The other potential change, which the UK media dubbed the “Google Tax ,” is even smaller, but snazzy and so in vogue these days. The 25% tax on profits multinational firms divert to avoid UK corporate taxes is supposedly a means of nudging firms into restructuring, but details are scarce. There is also no guarantee this can take effect, much less pile on taxes or restructuring costs for multinationals. Tax experts and attorneys are already contesting the international legality of this measure, and international law makes defining UK-attributable profits difficult. In short, we highly doubt this tips the tax’s namesake and other similar firms take a tax beating over this any time soon.

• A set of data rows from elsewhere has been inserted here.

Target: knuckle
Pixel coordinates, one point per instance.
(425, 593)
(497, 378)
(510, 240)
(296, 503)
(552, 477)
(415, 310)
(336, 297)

So, to recap: Politics, imaginary austerity, winners, losers, meh. The winners are no doubt happy, and the losers probably feel the pain about two and a half times harder, but both ends are so incremental that there probably just isn’t much impact. As far as markets are concerned, we’d chalk this Autumn Statement up as a political marketing ploy without much substance.
[i] It is a proper noun there, which we enjoy to no end.
[ii] We thought about including tax-fleeing French people here, but we aren’t so sure. This probably reduces the incentives for them to jump the channel a teensy bit.
[iii] You’re welcome? Sorry? We aren’t sure?